In fact there are not that many supercomputer vendors left in the US: only Compaq, IBM and SGI. There is only a small market, and they depend heavily on the ASCI programme to develop and deliver the top-of-the-line machines.
One of the design problem for supercomputers with thousands of processors, is that you cannot scale a systems based on workstations. The processors can be replicated, but the rest of the system, including the memory structure, communications and system software requires special attention to scalability. You need to take care of that.
Scalability can be done in almost any case, but you have to start at the top and design scalable systems with thousands of processors, paying special attention to the memory structure. When that works, you can scale them down to the number of processors you need or can afford.
At Sandia, Womble is working on providing computing capabilities to researchers. A single very large application should be able to run on their largest supercomputer. Applications that should be able to use the entire supercomputer efficiently are just to big to run on other computers. This requires a special architecture that must be scalable and in balance.
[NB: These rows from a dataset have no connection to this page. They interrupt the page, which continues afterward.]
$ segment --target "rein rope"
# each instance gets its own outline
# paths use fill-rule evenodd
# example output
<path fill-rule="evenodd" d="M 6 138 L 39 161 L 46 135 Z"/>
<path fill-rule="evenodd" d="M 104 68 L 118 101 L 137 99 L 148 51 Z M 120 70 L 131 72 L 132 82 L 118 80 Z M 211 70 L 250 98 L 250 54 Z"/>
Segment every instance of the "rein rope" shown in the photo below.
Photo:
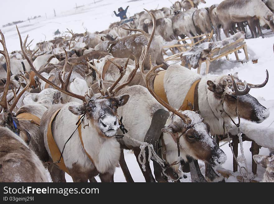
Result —
<path fill-rule="evenodd" d="M 79 121 L 81 120 L 81 122 L 80 122 L 79 124 L 78 124 L 78 125 L 77 126 L 77 127 L 76 128 L 76 129 L 75 129 L 75 130 L 73 131 L 73 132 L 72 133 L 72 134 L 70 136 L 69 136 L 69 137 L 68 138 L 68 140 L 67 140 L 67 141 L 66 142 L 66 143 L 65 143 L 65 145 L 64 145 L 64 147 L 63 147 L 63 150 L 62 150 L 62 152 L 61 153 L 61 155 L 60 156 L 60 158 L 59 159 L 59 160 L 58 161 L 55 161 L 55 162 L 53 162 L 54 164 L 55 164 L 56 163 L 59 163 L 60 160 L 61 160 L 61 159 L 62 158 L 62 156 L 63 155 L 63 152 L 64 152 L 64 150 L 65 149 L 65 147 L 66 147 L 66 145 L 67 144 L 67 143 L 68 143 L 68 142 L 70 139 L 70 138 L 71 138 L 71 137 L 72 137 L 72 136 L 73 135 L 73 134 L 74 134 L 74 133 L 78 129 L 78 128 L 79 127 L 79 126 L 81 125 L 81 124 L 82 123 L 82 122 L 83 122 L 83 120 L 84 120 L 84 119 L 85 118 L 85 114 L 83 114 L 83 115 L 81 116 L 81 117 L 79 118 L 79 119 L 77 120 L 77 122 L 76 123 L 76 124 L 78 124 L 78 123 L 79 122 Z"/>
<path fill-rule="evenodd" d="M 238 129 L 238 137 L 239 138 L 239 141 L 240 143 L 240 149 L 241 151 L 241 156 L 242 156 L 242 158 L 243 160 L 243 162 L 244 163 L 245 166 L 241 166 L 240 165 L 240 164 L 239 164 L 239 162 L 237 159 L 237 158 L 236 157 L 236 156 L 235 156 L 235 154 L 234 154 L 234 152 L 233 152 L 233 149 L 232 148 L 232 145 L 231 145 L 231 143 L 230 142 L 230 138 L 229 136 L 229 134 L 228 131 L 229 127 L 227 126 L 226 127 L 226 133 L 227 137 L 228 138 L 228 141 L 229 142 L 229 145 L 230 148 L 231 150 L 231 152 L 232 152 L 232 154 L 233 155 L 233 157 L 234 158 L 234 159 L 235 160 L 235 161 L 236 161 L 236 163 L 237 163 L 237 165 L 239 167 L 240 173 L 243 177 L 243 180 L 242 180 L 242 182 L 243 181 L 244 182 L 250 182 L 250 180 L 251 179 L 253 179 L 254 178 L 253 176 L 249 176 L 250 174 L 248 173 L 248 169 L 247 162 L 247 161 L 246 159 L 245 158 L 245 157 L 244 156 L 244 154 L 243 147 L 243 138 L 242 137 L 242 134 L 243 133 L 241 132 L 241 130 L 240 129 L 240 117 L 239 117 L 239 115 L 238 114 L 238 103 L 239 102 L 239 98 L 237 97 L 237 105 L 236 106 L 236 115 L 238 116 L 238 123 L 236 124 L 234 121 L 234 120 L 232 119 L 232 118 L 231 118 L 230 116 L 224 110 L 224 97 L 225 97 L 225 96 L 226 95 L 227 95 L 227 93 L 225 93 L 225 92 L 224 92 L 224 93 L 222 95 L 221 98 L 221 101 L 222 102 L 222 110 L 220 110 L 220 111 L 221 112 L 221 116 L 222 117 L 222 118 L 223 118 L 223 128 L 224 129 L 223 135 L 224 137 L 225 134 L 226 127 L 225 127 L 225 125 L 224 118 L 224 117 L 223 117 L 222 114 L 223 113 L 225 113 L 226 115 L 229 118 L 230 118 L 232 123 L 233 123 L 236 126 L 236 127 L 237 127 L 237 128 Z M 239 156 L 238 157 L 239 157 Z"/>
<path fill-rule="evenodd" d="M 157 153 L 154 150 L 153 146 L 151 144 L 149 144 L 146 142 L 140 142 L 139 140 L 134 139 L 130 136 L 127 133 L 125 133 L 124 134 L 124 135 L 128 139 L 131 140 L 133 142 L 137 143 L 138 144 L 140 145 L 140 149 L 141 149 L 141 151 L 138 156 L 138 160 L 140 164 L 142 165 L 142 168 L 143 168 L 144 171 L 145 171 L 146 170 L 145 168 L 146 158 L 145 148 L 146 147 L 147 147 L 149 153 L 148 161 L 149 162 L 150 161 L 151 157 L 153 156 L 153 158 L 155 159 L 155 161 L 159 164 L 162 167 L 163 170 L 162 171 L 163 173 L 168 177 L 169 179 L 174 181 L 176 181 L 180 179 L 180 177 L 179 176 L 178 179 L 177 180 L 173 179 L 171 178 L 169 176 L 166 174 L 164 172 L 165 170 L 167 168 L 177 164 L 178 163 L 175 162 L 171 164 L 168 164 L 166 161 L 162 159 L 159 155 L 157 154 Z M 143 156 L 143 161 L 141 159 L 141 156 Z"/>

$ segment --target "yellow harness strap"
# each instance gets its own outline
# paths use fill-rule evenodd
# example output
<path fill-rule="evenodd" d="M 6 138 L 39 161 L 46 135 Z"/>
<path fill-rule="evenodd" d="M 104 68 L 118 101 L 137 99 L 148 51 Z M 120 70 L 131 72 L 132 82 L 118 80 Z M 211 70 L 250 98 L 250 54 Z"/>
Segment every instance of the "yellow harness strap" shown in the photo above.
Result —
<path fill-rule="evenodd" d="M 191 0 L 187 0 L 190 3 L 190 4 L 191 4 L 191 7 L 192 8 L 194 7 L 194 4 L 193 3 L 193 2 L 192 2 Z"/>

The Sandia Asci Red machine, has for instance 800 Mbyte/s communication band width per node, and 333 Mflop/s computing performance per node. A factor 1 to 3 seems to be a good balance. Although the exact balance is application- dependent, a ration of 1:3 seems reasonable.
In clusters of workstations you often have the reverse: three times as much performance as bandwidth. This limits the scalability to small numbers of processors.
Another scalability bottleneck is the operating system. You simply cannot have and in fact do not need a full operating system on each node. Most functions cannot be used and only give rise to possible errors. And with thousands of processors, even the slightest chance of an error in a node will surely bring your machine to a halt every day, or perhaps every few hours. At Sandia they developed and installed a light weight kernel called Puma that can be installed on the computational nodes of a scalable MPP and that does scale.
The MPP's built in this way, are really special purpose machines. They provide capability computing, For capacity or through-put, you can use clusters of work-stations
As Womble points out, scaleable systems is not enough, you also need scaleable algorithms. He is looking for algorithms for which the scaling of the problem is linear, i.e. scale with problem size n. Order nlogn is also acceptable, because of the higher accuracy that may be needed.
Vendors provide support in the operating system and compilers for small-scale parallelism. Although that sounds nice, it actually prevents scalability into larger numbers. "Compilers for instance, look at loops, not at the physics" says Womble." Vendors do not provide support in their system, even if the processors and the algorithms scale.".
When developing new code, it is easy to built-in scalability. It most of the time naturally follows the physics. When distributing an application over nodes, the most important decision is were to locate your data. Data locality is the single most important factor. Follow the physics, and you usually make the right decisions. The algorithms are often not that difficult.
For legacy codes this does not work, of course, There it will take several redesign cycles before scalability can be put to work. Owners of legacy codes should look, each time they add some features whether they can rewrite parts to make them more scaleable. So for legacy codes the whole process towards scalability is evolutionary.
At Sandia, they are also looking at Linux clusters. Their cluster is called Cplant and uses a Myrinet interconnection. One of the problems with clusters, and also with Linux clusters, is that the hardware does not scale. The interconnect bandwidth is still too slow. Even the new QSW network hardware has a 3:1 calculation to communication ratio. Additional work will be required before these clusters scale to large numbers of processors.
Nevertheless it is interesting to look at these clusters for several reasons. A nice thing about Linux for instance, is that it is open. You can get the source and even modify it when needed; and for building large clusters, it is needed. With the current state of technology, system software and the interconnect cannot be commodity for large scale computing. Although commodity computing is cheap, it does not provide the necessary levels of reliability. A scaleable MPP machine is not a collection of workstations.
The scientific computing market is small. Vendors just cannot spend too much on support there. Linux offers chances because of its openness and portability, For instance, the government labs in the USA try to come up with a standard Linux extension for parallel processing. For Sandia this means they can use an optimised and modified Linux kernel on there Cplant machine.
Overlooking the developments in the field, Womble comes to the conclusion: "Parallel processing is here to stay".